ER&L 2015 – Link Resolvers and Analytics: Using Analytics Tools to Identify Usage Trends and Access Problems

Google Analytics (3rd ed)

Speaker: Amelia Mowry, Wayne State University

Setting up Google Analytics on a link resolver:

  1. Create a new account in Analytics and put the core URL in for your link resolver, which will give you the tracking ID.
  2. Add the tracking code to the header or footer in the branding portion of the link resolver.

Google Analytics was designed for business. If someone spends a lot of time on a business site it’s good, but not necessarily for library sites. Brief interactions are considered to be bounces, which is bad for business, but longer times spent on a link resolver page could be a sign of confusion or frustration rather than success.

The base URL refers to several different pages the user interacts with. Google Analytics, by default, doesn’t distinguish them. This can hide some important usage and trends.

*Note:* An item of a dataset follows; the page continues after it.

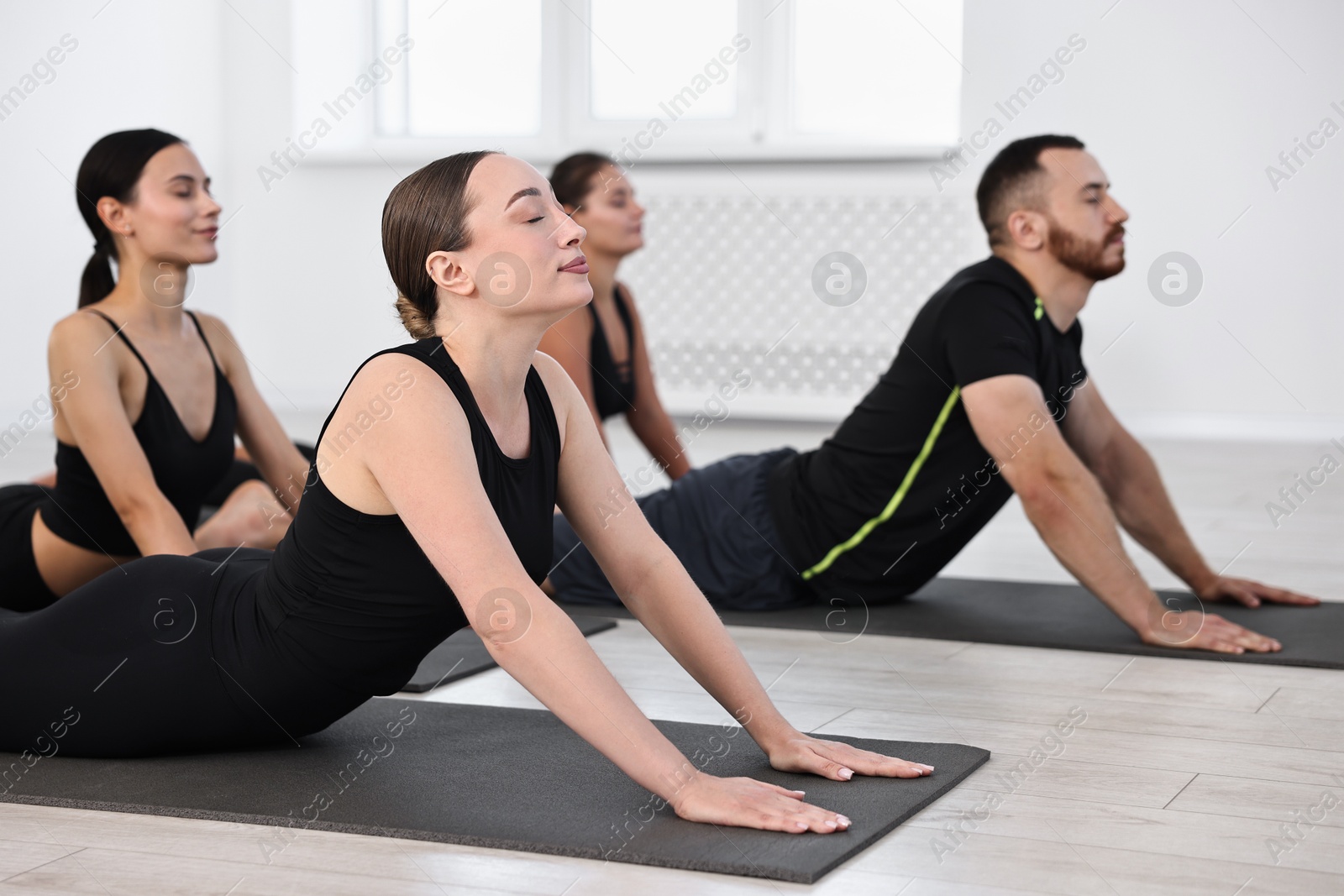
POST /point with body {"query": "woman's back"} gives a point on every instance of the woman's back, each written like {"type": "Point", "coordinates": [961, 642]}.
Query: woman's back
{"type": "Point", "coordinates": [351, 595]}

Using custom reports, you can tease out some specific pieces of information. This is where you can filter down to specific kinds of pages within the link resolver tool.

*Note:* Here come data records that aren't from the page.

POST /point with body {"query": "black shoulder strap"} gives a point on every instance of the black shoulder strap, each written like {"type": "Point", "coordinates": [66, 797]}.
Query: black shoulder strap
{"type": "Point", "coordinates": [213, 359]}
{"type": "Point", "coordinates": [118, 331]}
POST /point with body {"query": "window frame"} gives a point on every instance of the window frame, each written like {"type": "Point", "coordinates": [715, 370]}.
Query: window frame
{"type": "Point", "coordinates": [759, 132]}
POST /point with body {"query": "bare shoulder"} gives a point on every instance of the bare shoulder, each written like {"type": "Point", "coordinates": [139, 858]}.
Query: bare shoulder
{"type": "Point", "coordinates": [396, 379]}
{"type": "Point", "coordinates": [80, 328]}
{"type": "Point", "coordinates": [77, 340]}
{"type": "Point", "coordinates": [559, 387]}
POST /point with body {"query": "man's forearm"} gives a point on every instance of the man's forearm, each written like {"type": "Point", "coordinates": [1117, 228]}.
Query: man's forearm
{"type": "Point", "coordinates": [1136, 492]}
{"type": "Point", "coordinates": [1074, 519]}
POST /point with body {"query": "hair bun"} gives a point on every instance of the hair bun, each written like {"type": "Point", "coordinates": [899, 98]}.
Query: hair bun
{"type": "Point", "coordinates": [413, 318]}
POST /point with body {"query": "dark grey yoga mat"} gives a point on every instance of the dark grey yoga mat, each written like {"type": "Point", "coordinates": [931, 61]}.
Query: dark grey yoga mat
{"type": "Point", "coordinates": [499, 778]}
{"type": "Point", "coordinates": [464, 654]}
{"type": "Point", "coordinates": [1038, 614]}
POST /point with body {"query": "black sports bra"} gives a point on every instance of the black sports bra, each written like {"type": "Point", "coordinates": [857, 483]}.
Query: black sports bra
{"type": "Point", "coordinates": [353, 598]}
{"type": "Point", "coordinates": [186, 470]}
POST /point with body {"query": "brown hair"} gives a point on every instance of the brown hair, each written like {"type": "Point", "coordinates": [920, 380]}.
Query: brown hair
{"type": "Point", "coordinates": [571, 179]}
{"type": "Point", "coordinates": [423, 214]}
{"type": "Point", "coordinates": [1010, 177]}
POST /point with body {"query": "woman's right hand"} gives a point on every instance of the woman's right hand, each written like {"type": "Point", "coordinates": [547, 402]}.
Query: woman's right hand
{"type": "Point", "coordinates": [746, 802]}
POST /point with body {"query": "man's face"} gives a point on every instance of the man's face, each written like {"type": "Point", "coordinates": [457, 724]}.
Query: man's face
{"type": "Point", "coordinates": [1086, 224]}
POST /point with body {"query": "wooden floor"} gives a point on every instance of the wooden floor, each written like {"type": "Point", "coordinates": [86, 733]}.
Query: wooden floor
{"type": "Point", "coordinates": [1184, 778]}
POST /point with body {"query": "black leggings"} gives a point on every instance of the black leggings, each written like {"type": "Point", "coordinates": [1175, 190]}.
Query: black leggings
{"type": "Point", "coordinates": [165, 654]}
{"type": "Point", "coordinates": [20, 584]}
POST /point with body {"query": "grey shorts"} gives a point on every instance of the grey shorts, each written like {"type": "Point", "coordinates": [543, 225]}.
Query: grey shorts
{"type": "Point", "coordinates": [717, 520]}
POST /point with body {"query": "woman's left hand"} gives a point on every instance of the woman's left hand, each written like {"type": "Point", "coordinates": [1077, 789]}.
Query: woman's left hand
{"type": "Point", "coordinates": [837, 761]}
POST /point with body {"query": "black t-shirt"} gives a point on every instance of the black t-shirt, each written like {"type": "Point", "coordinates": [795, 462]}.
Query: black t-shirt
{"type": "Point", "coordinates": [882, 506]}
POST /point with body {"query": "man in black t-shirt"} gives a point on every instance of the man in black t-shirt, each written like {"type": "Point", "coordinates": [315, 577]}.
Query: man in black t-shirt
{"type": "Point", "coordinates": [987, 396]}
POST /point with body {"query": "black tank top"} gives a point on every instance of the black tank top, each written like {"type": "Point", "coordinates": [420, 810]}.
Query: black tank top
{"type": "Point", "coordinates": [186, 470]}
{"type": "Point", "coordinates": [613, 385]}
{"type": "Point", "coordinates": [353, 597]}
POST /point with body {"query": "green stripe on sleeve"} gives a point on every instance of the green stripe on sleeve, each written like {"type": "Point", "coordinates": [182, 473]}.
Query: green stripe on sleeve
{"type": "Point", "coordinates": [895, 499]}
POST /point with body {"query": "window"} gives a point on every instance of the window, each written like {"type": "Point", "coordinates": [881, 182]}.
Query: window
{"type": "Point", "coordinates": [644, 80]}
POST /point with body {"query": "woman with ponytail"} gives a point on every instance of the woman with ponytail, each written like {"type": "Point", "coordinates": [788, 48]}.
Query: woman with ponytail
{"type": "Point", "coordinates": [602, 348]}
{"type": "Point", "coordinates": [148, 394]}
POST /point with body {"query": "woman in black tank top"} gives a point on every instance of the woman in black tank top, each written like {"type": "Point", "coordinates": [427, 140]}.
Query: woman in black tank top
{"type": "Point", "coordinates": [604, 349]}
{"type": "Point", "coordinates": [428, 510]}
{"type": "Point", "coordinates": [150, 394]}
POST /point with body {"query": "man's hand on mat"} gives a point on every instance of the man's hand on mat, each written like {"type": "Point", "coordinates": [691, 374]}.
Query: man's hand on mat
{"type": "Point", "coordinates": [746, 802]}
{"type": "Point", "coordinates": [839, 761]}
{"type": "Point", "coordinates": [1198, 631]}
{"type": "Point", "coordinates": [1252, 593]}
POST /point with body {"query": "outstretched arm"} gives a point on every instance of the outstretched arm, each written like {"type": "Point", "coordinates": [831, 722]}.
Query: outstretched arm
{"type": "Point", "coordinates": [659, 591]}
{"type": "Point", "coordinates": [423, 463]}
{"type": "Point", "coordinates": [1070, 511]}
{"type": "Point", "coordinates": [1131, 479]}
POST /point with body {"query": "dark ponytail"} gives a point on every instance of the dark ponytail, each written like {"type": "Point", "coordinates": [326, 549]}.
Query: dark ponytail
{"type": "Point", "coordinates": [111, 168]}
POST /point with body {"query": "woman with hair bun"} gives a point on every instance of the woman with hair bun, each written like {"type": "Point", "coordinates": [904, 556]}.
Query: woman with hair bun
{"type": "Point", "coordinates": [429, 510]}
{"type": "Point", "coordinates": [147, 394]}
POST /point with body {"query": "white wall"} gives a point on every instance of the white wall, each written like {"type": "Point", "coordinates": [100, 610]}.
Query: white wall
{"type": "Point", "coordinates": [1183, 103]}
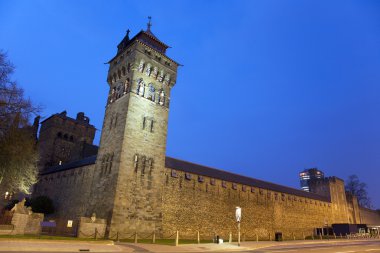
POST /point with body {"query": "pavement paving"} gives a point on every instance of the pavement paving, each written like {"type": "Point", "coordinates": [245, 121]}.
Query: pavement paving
{"type": "Point", "coordinates": [33, 245]}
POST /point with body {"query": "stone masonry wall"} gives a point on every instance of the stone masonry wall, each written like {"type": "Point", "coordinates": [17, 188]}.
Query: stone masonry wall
{"type": "Point", "coordinates": [68, 189]}
{"type": "Point", "coordinates": [369, 216]}
{"type": "Point", "coordinates": [189, 205]}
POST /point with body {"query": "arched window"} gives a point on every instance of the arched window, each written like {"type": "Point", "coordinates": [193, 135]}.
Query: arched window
{"type": "Point", "coordinates": [161, 99]}
{"type": "Point", "coordinates": [140, 87]}
{"type": "Point", "coordinates": [141, 66]}
{"type": "Point", "coordinates": [148, 69]}
{"type": "Point", "coordinates": [151, 92]}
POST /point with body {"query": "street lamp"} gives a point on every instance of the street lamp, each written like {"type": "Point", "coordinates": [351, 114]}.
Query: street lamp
{"type": "Point", "coordinates": [238, 219]}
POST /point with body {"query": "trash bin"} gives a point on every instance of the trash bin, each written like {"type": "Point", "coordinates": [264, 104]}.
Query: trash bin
{"type": "Point", "coordinates": [278, 236]}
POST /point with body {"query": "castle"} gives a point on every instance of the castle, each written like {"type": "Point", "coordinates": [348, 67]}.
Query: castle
{"type": "Point", "coordinates": [130, 182]}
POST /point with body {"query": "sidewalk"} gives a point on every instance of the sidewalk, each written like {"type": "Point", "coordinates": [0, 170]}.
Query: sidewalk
{"type": "Point", "coordinates": [245, 246]}
{"type": "Point", "coordinates": [19, 245]}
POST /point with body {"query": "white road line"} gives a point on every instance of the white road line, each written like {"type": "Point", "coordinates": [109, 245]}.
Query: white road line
{"type": "Point", "coordinates": [282, 251]}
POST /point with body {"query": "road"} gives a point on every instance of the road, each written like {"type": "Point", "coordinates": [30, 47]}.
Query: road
{"type": "Point", "coordinates": [355, 247]}
{"type": "Point", "coordinates": [346, 246]}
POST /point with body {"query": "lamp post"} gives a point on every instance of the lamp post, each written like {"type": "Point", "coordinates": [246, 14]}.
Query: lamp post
{"type": "Point", "coordinates": [238, 219]}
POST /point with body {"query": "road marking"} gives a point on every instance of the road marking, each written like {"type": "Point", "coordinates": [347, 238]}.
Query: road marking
{"type": "Point", "coordinates": [282, 251]}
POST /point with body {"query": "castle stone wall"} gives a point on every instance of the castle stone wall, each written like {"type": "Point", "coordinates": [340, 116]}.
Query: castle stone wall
{"type": "Point", "coordinates": [69, 190]}
{"type": "Point", "coordinates": [189, 205]}
{"type": "Point", "coordinates": [369, 216]}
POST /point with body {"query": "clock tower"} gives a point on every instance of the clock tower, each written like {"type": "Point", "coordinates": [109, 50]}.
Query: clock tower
{"type": "Point", "coordinates": [129, 170]}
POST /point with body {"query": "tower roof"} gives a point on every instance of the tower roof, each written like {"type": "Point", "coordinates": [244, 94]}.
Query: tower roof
{"type": "Point", "coordinates": [147, 37]}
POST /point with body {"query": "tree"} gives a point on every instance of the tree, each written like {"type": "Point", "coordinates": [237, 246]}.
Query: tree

You can create views that will allow you to see what a set of IP ranges are using, which she used to filter to the use by computers in the library and computers not in the library. IP data is not collected by default, so if you want to do this, set it up at the beginning.

To learn where users were coming from to the link resolver, she created another custom report with parameters that would include the referring URLs. She also created a custom view that included the error parameter “SS_Error”. Some were from LibGuides pages, some were from the catalog, and some were from databases.

Ask specific and relevant questions of your data. Apply filters carefully and logically. Your data is a starting point to improving your service.

Google Analytics (3rd edition) by Ledford, Tyler, and Teixeira (Wiley) is a good resource, though it is business focused.